Le basilic
Reine des herbes d'été, le basilic ne supporte ni l'attente ni le voyage : ses feuilles tendres perdent leur parfum en quelques heures. Coupé le matin et livré dans la journée, il libère des notes poivrées et anisées qu'un basilic transporté sur mille kilomètres n'a plus. En Île-de-France, il arrive sur les étals en même temps que la tomate, et ce n'est pas un hasard : les deux poussent et se mangent ensemble.

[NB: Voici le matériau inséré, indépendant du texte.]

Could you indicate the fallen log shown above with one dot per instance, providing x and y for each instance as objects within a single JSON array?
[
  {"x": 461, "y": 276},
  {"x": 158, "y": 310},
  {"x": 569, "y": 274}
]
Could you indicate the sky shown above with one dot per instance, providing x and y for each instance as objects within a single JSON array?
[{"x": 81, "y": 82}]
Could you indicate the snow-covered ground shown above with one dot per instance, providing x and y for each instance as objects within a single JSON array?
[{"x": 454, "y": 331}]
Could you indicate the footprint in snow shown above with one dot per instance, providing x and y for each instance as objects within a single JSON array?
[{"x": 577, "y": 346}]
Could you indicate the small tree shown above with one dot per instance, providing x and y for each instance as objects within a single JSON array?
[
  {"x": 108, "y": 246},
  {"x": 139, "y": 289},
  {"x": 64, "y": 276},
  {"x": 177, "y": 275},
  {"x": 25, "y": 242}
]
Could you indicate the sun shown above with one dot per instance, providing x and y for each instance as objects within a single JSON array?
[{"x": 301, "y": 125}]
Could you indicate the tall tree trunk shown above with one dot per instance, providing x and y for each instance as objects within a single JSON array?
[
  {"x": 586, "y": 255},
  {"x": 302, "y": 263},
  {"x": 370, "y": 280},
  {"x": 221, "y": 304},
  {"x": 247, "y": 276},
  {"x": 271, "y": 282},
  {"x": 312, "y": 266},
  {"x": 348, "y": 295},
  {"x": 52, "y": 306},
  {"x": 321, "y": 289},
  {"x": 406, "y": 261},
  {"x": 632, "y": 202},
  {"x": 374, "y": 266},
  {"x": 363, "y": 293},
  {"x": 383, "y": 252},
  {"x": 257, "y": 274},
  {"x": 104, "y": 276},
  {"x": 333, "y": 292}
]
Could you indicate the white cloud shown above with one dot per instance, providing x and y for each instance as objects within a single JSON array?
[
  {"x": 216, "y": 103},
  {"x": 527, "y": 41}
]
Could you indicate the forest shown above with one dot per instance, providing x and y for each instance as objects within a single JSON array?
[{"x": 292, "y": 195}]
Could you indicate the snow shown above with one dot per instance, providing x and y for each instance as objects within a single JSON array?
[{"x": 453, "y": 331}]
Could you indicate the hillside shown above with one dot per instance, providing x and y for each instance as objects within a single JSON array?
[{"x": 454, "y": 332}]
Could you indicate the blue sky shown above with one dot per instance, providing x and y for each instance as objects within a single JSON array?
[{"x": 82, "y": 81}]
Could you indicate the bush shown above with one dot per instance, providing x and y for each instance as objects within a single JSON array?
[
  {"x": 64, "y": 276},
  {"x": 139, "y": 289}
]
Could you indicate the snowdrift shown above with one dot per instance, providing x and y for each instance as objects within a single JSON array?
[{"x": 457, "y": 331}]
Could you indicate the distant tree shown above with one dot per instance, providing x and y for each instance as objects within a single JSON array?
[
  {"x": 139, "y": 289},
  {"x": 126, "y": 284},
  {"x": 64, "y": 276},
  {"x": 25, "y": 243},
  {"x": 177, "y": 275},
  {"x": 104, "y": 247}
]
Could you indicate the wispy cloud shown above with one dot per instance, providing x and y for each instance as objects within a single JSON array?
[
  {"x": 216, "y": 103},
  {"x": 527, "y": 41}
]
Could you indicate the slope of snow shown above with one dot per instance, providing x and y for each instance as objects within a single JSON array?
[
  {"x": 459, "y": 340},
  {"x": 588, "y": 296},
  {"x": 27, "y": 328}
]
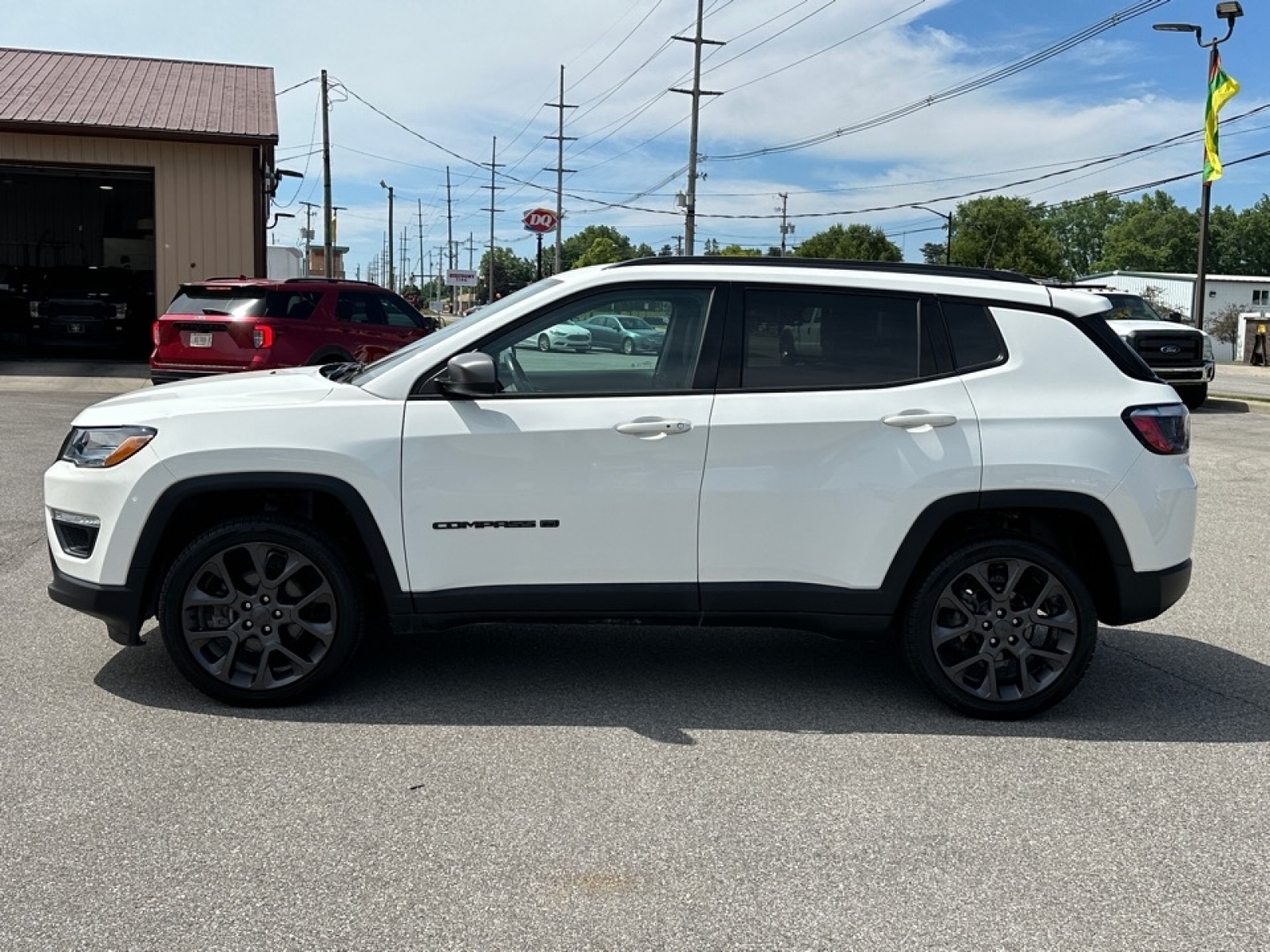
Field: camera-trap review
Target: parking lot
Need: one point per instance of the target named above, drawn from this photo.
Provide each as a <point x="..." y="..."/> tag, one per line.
<point x="675" y="789"/>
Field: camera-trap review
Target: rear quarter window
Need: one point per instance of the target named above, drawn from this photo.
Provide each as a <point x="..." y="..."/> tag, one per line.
<point x="975" y="336"/>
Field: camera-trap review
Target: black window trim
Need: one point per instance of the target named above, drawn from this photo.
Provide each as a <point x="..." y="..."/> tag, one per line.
<point x="704" y="380"/>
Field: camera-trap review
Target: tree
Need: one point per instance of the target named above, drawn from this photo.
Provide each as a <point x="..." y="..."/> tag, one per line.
<point x="1081" y="230"/>
<point x="997" y="232"/>
<point x="933" y="253"/>
<point x="856" y="243"/>
<point x="1225" y="325"/>
<point x="577" y="245"/>
<point x="511" y="273"/>
<point x="1155" y="234"/>
<point x="601" y="251"/>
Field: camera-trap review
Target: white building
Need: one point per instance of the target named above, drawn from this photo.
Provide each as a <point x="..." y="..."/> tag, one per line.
<point x="1176" y="291"/>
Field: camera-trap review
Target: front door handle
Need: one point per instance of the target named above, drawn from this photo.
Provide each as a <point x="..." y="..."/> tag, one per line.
<point x="918" y="419"/>
<point x="653" y="427"/>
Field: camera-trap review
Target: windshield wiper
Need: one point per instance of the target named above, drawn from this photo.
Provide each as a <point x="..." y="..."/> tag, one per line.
<point x="340" y="372"/>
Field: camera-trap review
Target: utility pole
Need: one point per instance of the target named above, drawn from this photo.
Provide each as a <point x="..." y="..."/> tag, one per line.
<point x="327" y="255"/>
<point x="559" y="168"/>
<point x="404" y="259"/>
<point x="421" y="240"/>
<point x="493" y="168"/>
<point x="309" y="232"/>
<point x="690" y="220"/>
<point x="450" y="244"/>
<point x="787" y="228"/>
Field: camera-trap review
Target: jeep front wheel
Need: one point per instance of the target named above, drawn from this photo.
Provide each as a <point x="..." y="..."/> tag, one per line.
<point x="260" y="612"/>
<point x="1001" y="630"/>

Poids : une botte pèse 50 à 80 g, soit une grosse poignée de feuilles ; comptez 60 g de feuilles pour un pesto de quatre couverts, et une botte pour une dizaine d'assiettes de tomates en chiffonnade. Vendu en pot, il tient plusieurs semaines sur un plan de travail lumineux et se coupe au fur et à mesure du service.
Variétés : le grand vert, dit génois, large et très parfumé, reste le basilic de référence pour le pesto et les salades ; le fin vert à petites feuilles, plus compact, est plus poivré et tient mieux la chaleur ; le pourpre, dit opale, apporte une note réglissée et une belle couleur au dressage ; le thaï, franchement anisé, et le citron, plus vif, ouvrent sur les cuisines asiatiques et les desserts. Les maraîchers franciliens cultivent surtout le grand vert et le pourpre, en plein champ l'été et sous abri en début et fin de saison.
Saison : de juin à septembre, avec un pic de parfum en juillet et août ; sous abri, la coupe se prolonge jusqu'aux premières fraîcheurs d'octobre. Le basilic déteste le froid : dès que les nuits passent sous 10 °C, il noircit et s'arrête net.
Conservation : jamais au réfrigérateur — comme la tomate, le froid noircit ses feuilles en une nuit. Gardez-le à température ambiante, les tiges dans un verre d'eau et à l'abri du soleil direct : il tient ainsi 4 à 5 jours. Pour le garder plus longtemps, mixez-le en pesto et couvrez d'huile d'olive, ou congelez-le en glaçons d'huile ; séché, il perd l'essentiel de ce qui fait son intérêt.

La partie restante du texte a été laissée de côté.